During the latter part of the 1800s, travelers to Cape Town, along the Port Elizabeth mainline railroad, frequently saw a curious sight as they entered the Uitenhage train station. The signalman operating the levers that set the signals in the control tower was a baboon named Jack.
Jack was the pet and assistant of double leg amputee signalman James Wide, who worked for the Cape Town–Port Elizabeth Railway service. James “Jumper” Wide had been known for jumping between railcars until an accident where he fell and lost both of his legs. To assist in performing his duties, Wide purchased a chacma baboon in 1881, and trained him to push his wheelchair and to operate the railways signals under supervision.
Jack was put in charge of the coal yard keys and also did the station’s gardening, until Wide learned that the baboon was skilled at operating signals. Jack learned each lever by name and was able to push them into position when a train approached at Uitenhage station. Wide would hold up one or two fingers (as a signal to the animal) and Jack would then pull the correct lever. Finally, Jack needed no instructions from his master and he really knew which lever to operate for each approaching train. Although the baboon was always under the eye of his master James Wide, Jack never made a mistake or required telling twice.
This way the baboon Jack became popular for his unusual act and was one of the sights of Uitenhage for many years, astonishing all the people who witnessed his unusual feat of operating railway signals. However, when a prominent lady complained about this to the railway authorities, both Jack and Wide were fired.

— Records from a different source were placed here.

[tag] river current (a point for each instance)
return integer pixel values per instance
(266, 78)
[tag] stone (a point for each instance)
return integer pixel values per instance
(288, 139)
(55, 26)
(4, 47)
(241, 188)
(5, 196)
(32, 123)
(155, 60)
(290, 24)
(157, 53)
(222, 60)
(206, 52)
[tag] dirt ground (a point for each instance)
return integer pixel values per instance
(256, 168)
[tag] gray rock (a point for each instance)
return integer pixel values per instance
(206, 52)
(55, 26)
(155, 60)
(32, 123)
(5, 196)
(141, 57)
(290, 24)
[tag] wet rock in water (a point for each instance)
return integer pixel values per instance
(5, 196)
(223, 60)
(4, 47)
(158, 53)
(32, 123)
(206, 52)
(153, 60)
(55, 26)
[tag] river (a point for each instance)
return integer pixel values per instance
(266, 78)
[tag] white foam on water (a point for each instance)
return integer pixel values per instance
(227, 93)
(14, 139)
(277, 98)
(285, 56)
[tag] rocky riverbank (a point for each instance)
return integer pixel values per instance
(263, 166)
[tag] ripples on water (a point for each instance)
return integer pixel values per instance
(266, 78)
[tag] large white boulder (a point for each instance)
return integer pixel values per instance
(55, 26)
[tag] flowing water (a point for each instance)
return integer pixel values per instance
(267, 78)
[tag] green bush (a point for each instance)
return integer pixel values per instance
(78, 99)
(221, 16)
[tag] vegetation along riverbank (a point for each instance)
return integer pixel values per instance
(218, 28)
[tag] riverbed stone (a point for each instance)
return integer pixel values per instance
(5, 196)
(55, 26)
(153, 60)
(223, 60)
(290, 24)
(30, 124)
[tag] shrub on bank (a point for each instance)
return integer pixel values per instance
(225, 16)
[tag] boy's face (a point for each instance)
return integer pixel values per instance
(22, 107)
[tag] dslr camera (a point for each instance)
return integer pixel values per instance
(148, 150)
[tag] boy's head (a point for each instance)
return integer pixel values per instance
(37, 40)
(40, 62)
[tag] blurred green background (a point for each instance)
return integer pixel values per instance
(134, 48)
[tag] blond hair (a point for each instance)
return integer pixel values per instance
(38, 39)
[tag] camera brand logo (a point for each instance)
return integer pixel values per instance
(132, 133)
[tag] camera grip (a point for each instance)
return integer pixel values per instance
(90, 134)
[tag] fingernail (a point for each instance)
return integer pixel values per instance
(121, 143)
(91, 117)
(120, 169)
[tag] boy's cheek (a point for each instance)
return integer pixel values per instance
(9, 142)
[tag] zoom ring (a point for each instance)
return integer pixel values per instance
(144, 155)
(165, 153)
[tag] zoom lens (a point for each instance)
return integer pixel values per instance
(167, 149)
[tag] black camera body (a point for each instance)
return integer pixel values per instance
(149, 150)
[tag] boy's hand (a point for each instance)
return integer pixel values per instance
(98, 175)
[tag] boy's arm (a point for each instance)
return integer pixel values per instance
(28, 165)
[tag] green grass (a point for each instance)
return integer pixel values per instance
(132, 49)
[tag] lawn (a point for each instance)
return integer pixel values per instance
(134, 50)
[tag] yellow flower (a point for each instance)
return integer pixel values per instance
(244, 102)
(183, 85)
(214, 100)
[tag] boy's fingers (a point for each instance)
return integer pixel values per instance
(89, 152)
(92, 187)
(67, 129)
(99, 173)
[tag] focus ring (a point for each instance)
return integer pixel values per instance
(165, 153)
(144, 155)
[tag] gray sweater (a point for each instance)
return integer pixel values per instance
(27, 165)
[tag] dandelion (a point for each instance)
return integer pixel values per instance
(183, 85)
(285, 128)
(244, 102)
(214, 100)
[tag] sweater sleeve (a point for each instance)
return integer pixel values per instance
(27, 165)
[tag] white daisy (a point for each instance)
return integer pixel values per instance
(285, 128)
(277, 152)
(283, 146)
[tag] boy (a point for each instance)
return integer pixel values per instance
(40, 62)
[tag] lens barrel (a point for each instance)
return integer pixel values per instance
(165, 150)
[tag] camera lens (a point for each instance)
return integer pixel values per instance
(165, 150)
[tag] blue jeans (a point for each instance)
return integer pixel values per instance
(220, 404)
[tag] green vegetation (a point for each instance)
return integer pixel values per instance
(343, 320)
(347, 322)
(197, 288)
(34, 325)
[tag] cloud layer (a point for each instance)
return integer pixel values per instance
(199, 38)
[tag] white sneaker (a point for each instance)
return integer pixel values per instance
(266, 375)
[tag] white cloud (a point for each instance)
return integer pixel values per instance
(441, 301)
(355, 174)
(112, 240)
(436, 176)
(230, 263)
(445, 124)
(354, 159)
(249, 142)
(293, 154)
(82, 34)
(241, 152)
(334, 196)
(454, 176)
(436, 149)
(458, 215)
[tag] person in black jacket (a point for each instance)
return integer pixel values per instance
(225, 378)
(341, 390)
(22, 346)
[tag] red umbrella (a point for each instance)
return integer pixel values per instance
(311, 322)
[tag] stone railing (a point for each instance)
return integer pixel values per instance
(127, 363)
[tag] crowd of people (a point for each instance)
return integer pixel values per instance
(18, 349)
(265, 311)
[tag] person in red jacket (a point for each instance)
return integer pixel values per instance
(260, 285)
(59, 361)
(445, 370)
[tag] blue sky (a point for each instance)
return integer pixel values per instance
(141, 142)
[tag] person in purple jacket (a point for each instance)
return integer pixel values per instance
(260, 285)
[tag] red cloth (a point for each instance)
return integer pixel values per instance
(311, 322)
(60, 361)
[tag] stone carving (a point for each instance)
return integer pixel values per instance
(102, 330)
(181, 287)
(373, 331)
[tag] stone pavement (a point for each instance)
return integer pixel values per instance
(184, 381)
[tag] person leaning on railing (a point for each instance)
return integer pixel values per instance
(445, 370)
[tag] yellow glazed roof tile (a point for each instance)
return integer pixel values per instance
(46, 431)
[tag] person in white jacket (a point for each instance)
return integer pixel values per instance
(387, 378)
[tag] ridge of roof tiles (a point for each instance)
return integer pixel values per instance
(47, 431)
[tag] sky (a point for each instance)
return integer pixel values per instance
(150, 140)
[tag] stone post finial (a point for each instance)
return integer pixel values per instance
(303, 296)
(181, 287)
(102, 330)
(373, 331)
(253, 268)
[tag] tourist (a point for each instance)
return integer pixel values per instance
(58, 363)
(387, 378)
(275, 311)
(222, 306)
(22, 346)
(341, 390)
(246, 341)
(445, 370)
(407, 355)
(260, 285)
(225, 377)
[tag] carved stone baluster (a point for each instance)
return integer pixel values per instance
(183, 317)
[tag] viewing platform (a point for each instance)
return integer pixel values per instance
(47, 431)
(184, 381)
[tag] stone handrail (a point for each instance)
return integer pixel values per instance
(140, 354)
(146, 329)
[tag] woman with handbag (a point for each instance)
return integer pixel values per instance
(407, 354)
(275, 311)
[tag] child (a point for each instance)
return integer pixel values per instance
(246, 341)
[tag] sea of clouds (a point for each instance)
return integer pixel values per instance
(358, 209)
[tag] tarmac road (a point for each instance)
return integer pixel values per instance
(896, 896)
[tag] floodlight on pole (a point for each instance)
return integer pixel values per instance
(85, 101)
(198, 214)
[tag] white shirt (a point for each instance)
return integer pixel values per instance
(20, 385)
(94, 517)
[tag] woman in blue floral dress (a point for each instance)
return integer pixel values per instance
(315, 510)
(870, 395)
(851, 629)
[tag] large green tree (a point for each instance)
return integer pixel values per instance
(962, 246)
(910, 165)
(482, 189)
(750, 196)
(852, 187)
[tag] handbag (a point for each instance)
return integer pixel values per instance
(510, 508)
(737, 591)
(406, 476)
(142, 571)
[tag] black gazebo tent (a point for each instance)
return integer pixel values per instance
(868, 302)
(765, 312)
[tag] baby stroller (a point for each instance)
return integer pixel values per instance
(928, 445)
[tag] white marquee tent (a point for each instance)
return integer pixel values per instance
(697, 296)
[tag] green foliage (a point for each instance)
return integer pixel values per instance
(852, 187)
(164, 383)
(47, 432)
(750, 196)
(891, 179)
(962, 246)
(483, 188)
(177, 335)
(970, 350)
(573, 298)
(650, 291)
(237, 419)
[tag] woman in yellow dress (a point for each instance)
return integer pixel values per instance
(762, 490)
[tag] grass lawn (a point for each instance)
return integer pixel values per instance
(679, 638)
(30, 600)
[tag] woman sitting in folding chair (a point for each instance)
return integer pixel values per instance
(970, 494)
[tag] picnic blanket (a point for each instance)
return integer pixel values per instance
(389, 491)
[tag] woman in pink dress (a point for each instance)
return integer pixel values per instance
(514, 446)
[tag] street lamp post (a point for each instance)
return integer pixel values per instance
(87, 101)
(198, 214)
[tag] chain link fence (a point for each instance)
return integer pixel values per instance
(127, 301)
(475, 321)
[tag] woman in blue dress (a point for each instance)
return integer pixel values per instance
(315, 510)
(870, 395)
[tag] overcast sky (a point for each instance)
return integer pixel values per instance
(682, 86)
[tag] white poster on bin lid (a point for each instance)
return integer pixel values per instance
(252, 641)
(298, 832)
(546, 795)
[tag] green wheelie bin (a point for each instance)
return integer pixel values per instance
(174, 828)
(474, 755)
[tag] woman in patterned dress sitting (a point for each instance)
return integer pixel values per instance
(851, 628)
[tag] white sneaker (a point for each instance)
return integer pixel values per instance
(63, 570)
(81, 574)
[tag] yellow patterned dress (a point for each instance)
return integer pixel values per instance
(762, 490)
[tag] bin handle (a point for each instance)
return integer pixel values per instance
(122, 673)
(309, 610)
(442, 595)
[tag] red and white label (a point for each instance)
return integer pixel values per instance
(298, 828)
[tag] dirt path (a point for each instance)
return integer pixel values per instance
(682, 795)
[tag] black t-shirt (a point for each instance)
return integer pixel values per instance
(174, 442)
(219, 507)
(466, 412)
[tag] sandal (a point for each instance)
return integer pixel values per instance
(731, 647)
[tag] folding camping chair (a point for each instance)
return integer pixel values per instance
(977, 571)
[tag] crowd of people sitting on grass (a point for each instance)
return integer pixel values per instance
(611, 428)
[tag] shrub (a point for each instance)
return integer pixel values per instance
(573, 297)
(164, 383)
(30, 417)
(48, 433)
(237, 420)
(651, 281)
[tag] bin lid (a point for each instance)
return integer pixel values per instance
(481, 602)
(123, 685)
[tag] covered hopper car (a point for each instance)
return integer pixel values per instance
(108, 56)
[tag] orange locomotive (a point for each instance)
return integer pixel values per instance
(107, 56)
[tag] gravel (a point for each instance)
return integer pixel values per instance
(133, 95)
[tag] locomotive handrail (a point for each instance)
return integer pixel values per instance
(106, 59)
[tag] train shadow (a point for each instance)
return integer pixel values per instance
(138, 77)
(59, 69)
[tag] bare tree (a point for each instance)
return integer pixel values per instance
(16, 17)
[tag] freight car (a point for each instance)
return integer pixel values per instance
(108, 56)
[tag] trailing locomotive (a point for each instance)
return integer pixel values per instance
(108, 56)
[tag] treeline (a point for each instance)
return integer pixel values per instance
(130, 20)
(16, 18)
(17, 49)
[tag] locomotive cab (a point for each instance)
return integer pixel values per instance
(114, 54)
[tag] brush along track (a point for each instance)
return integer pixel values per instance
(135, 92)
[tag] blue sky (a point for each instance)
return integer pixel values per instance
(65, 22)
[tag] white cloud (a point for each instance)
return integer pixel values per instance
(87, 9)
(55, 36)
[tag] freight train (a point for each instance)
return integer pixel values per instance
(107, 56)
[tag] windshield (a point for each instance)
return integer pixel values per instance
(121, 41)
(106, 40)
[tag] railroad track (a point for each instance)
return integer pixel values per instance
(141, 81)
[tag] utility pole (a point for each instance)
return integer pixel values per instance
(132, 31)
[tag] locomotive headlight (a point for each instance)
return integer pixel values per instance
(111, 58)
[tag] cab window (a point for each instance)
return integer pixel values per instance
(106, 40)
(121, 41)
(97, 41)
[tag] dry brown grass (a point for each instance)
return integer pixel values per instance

Nonetheless, upon pleading from James Wide, the system manager tested and verified the adeptness of baboon Jack at operating signals. Wide got his job back and Jack was also hired, becoming the only baboon in history to go to work for the railroad. From that day, the baboon was known as Jack the Signalman. For his labor, Jack was paid twenty cents a day, and half a bottle of beer each week. It is widely reported that in his nine years of employment with the railway company, Jack never made a single mistake.
After 9 years of living with Wide, Jack died in 1890 after developing tuberculosis. Jack’s skull is in the collection of the Albany Museum in Grahamstown.